I spent the night before I left the commune with Lola. Her room was small, with sloping walls. The only piece of furniture was a wide bed which she had found in what had once been a bedroom in the farmhouse and painted deep blue, and some old wooden beer crates painted dark red and covered with velvet. The walls were bare and white, decorated only by her guitar, which she had hung up on the wall. It was very hot, and the warm summer evening air drifted in and out through the curtainless window, carrying away the smoke from our joints. We were naked and had made love and she was lying on her side tracing patterns on my chest. Her breast brushed my arm and I felt warm and light-headed from sex and marijuana and I was both sad and happy at the thought of leaving. Feet were made to roam and I would pursue my restless instincts. I thought of the nomad as a romantic figure and I saw myself as a modern nomad with the whole world as my domain. I was never going to own more than I could put in my rucksack. Others could sing. I would take photographs, since photographs could be sold anywhere. I was 20 years old and hopelessly romantic. I had my secondary school leaving exam. I had worked for six months spray-painting cars and put money aside. I had done my compulsory military service, giving a year to the nation. Considering the circles I moved in and the spirit of the times, I should really have refused and done the 16 months of civilian work that was the alternative, but I really couldn’t be bothered. Next I had worked as a labourer. I had earned enough to do a bit of travelling, and I hadn’t told the others at the commune about my savings in the bank in Odense. I called it my freedom fund.
Now I remembered that I had taken a photograph of Lola that night or rather early morning, as it had begun to get light outside. I searched for it in the suitcase, as memories rolled like a film in my intoxicated mind. I could see it quite clearly. She’s sitting up in bed, naked, and is pulling her long hair up above her head, raising her breasts. Her long legs are bent slightly to one side in a Little Mermaid pose. It must have been a lovely photograph, but I hadn’t kept it. It wasn’t in the suitcase. For a moment I felt huge disappointment, but then I sat back down cross-legged on the floor and studied the photograph of Lola and Ernst by the harbour in Bogense, remembering our last night together.
“Where do you come from, Lola?” I had asked.
“From nowhere,” she had answered.
“We all come from somewhere and we’re all on the way somewhere.”

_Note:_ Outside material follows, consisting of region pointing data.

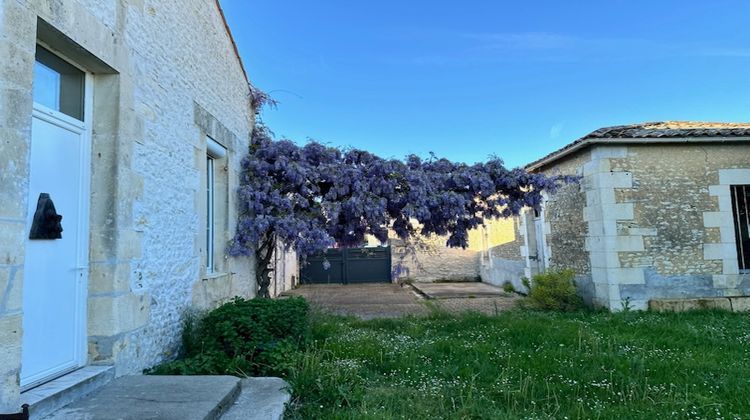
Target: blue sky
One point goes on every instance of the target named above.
(471, 79)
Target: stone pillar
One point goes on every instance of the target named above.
(603, 241)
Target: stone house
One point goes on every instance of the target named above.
(661, 213)
(129, 119)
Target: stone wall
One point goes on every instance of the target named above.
(656, 222)
(166, 76)
(688, 247)
(434, 262)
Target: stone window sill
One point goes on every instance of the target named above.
(213, 276)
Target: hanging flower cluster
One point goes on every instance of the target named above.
(314, 196)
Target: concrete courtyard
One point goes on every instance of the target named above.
(387, 300)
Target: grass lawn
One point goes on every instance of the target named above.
(524, 364)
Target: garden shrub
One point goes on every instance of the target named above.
(554, 290)
(243, 337)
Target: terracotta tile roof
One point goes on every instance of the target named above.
(231, 39)
(672, 129)
(652, 130)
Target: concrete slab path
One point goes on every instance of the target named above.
(141, 397)
(384, 300)
(458, 290)
(366, 301)
(260, 399)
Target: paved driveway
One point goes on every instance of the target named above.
(385, 300)
(367, 301)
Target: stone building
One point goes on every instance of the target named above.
(661, 213)
(128, 118)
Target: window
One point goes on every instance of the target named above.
(214, 154)
(740, 200)
(210, 214)
(58, 85)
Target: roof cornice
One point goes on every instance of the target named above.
(574, 147)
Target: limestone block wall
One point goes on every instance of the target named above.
(566, 227)
(165, 77)
(681, 229)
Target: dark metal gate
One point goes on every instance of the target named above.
(352, 265)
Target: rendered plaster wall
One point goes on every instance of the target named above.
(682, 213)
(165, 78)
(502, 262)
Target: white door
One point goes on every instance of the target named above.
(55, 270)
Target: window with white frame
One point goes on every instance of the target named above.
(740, 210)
(215, 152)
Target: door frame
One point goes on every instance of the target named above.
(84, 201)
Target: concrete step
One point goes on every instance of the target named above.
(62, 391)
(261, 399)
(156, 397)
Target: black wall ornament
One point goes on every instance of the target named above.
(46, 223)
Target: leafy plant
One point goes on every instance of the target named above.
(242, 337)
(309, 197)
(508, 287)
(554, 290)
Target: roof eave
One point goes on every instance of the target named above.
(638, 140)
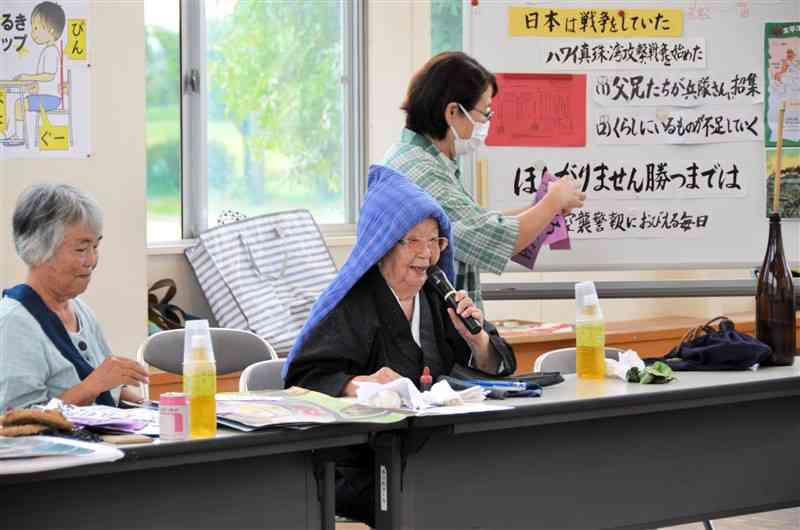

“I grew up in Vordingborg in a military family, but I’m from England originally. I’m adopted. I think I’m a member of the aristocracy. Something tells me there was a big scandal,” she had said.
She reinvented herself constantly, giving herself new roles, new identities and backgrounds, she wrote her own history and didn’t worry about tangling herself up in lies and inconsistencies. Each time she created a new myth, she became convinced that it was true. Once she had told the commune that she was the daughter of an unmarried mother who had taken to drink in Copenhagen. I knew that she had told Ernst that she was the eldest of a family of six children and had grown up on an impoverished farm on the west coast of Jutland. Her Danish didn’t give her away. You could tell that I was from Fyn by the way I spoke, even though I was already trying to make it sound like standard Danish or even working-class Copenhagen. Her voice was elegant and mellow, rather like an actress in an old black and white film from the 1940s, with a delicate, nasal tone that flattened the “a” sound as members of the upper classes from north of Copenhagen did.
I didn’t contradict her. She kissed my chest and caressed me with her tongue and further down with her fingers and I could feel my desire swelling again between her hands.